Walter Dambacher
(1911-1997)
Informelle Bilder
Biographie:
1911 in Stuttgart geboren. 1930-1933 Aufenthalt in Ungarn und Wien,
Beginn Studium der Philosophie. 1933-1939 Akademie der bildenden
Künste, Stuttgart.1937 erste gegenstandslose Arbeiten. 1938
Freundschaft mit Willi Baumeister. 1940-1945 Kriegsdienst, schwere
Verwundung in Rußland, Gefangenschaft. Während des Krieges
fast alle frühen Arbeiten durch Luftangriffe auf Stuttgart
zerstört. 1951 Gründung der Gruppe Südwest. 1962
Freundschaft mit Mark Tobey. Studienreisen vor und nach dem Krieg in
Frankreich, Italien, Österreich, Skandinavien und England. 1997 in
Stuttgart gestorben.
"Kunst gibt nicht das Sichtbare wieder, sondern macht sichtbar" (Paul Klee)
WALTER DAMBACHER reflektiert in seinen Bildern die Realität nicht in der Form der Abbildung, sondern die Realität wird als durchdringender
Impuls der Form offenbar.
Obwohl er reale Bedeutung und symbolische Sinngebung ausläßt, gibt es bei ihm keine Bildstruktur, die
bedeutungslos ist. Die Form schließt die Bedeutung und den Inhalt mit ein.

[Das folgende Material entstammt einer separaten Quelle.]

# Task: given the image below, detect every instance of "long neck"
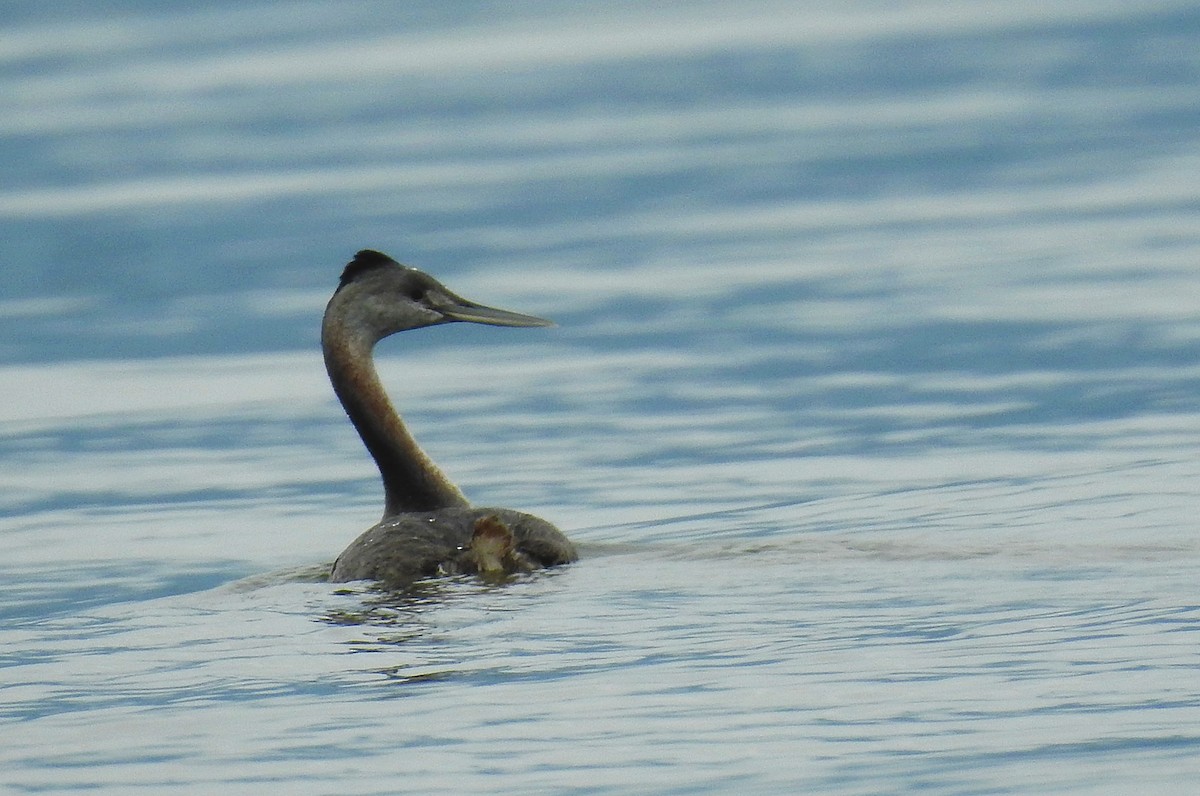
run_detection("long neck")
[322,304,468,517]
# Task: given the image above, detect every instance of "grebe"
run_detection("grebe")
[320,250,578,586]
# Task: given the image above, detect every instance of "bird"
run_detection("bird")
[320,249,578,587]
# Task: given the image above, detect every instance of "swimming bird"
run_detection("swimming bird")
[320,250,577,586]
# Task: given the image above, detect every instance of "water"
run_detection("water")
[0,1,1200,794]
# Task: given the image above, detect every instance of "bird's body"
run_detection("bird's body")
[322,251,577,586]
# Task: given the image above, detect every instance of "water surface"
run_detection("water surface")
[0,0,1200,794]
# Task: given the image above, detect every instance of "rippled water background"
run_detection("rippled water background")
[0,0,1200,794]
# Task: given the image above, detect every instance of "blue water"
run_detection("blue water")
[0,0,1200,794]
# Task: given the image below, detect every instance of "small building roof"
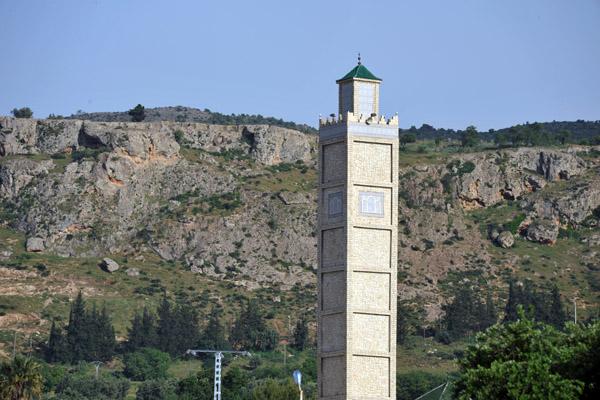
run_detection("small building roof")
[335,63,381,83]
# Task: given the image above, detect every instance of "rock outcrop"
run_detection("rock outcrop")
[102,257,119,273]
[525,220,558,245]
[25,237,44,253]
[455,148,586,209]
[496,231,515,249]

Insbesondere über seine graphischen Arbeiten gewinnt man Zugang zu DAMBACHERs Bildern. DAMBACHERs gestalterische Mittel sind Bleistift,
Graphit, Farbstift, Filzschreiber und Feder. Den Bezugspunkt des Liniennetzes bilden zuweilen Collageteile.
Hier läßt sich wohl am besten seine stilistische Entwicklung nachvollziehen, indem er die malerische Fleck- und Helldunkelwirkung
früherer Arbeiten zum klargelegten und betont zeichnerischen Liniengerüst umkehrt.

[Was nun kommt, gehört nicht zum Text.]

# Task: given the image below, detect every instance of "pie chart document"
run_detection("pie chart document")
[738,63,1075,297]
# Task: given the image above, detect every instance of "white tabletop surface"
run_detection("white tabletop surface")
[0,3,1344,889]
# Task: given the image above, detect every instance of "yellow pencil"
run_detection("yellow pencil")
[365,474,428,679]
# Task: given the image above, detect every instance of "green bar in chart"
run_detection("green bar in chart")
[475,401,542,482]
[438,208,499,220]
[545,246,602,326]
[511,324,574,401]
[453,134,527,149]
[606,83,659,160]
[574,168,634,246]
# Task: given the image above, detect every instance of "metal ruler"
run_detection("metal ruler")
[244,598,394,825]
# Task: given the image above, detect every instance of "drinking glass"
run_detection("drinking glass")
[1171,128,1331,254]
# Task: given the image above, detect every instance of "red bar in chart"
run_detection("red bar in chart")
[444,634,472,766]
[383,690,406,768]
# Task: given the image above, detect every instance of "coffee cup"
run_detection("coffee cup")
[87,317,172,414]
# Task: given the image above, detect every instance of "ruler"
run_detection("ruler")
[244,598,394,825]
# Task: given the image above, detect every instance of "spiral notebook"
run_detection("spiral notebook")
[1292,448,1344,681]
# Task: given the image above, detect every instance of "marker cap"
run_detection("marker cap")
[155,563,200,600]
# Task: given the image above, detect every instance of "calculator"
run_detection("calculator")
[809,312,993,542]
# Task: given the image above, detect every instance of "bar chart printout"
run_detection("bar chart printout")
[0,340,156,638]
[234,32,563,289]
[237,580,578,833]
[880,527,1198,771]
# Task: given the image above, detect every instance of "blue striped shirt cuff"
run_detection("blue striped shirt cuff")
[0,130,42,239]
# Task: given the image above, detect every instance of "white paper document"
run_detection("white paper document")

Trotzdem lassen sich die Zeichnungen nicht als Vorstudien zu den Ölbildern des Künstlers verstehen. Diese entwickeln sich aus
der Intuition des Augenblicks – ohne Bildplan oder Vorzeichnung. Während die kleinformatigen "Tagebuch"- Blätter wechselnde
Empfindungen, Stimmungen und Vorstellungen ausdrücken, stellen die größeren Arbeiten auf sorgfältigste ausgeformte und
instrumentierte Bilder voll ästhetischer Reize dar.
In seinen Liniengeflechten mißtraut der Künstler der "weltlosen" Primitivgeometrie unter Verwendung von Rechenstab und
Zirkel und verläßt sich somit auf die Phantasie, das Augenmaß und die Empfindung.
Was die Farbe angeht, so ist diese kein Untersuchungsgegenstand für DAMBACHER, sondern ein Teil "des Prozesses, in den wir
hineinverwickelt sind". Für ihn ist es unwichtig, einen konstruierbaren, empirischen Raum zu entwerfen. Vielmehr interessiert
ihn die Realisierung eines Gefühlsraumes.
"Der Versenkung erwachsen, Versenkung fordernd, vollendet sich die Kunst WALTER DAMBACHERs in reiner Erscheinung, im Sein." (Prof. Dr.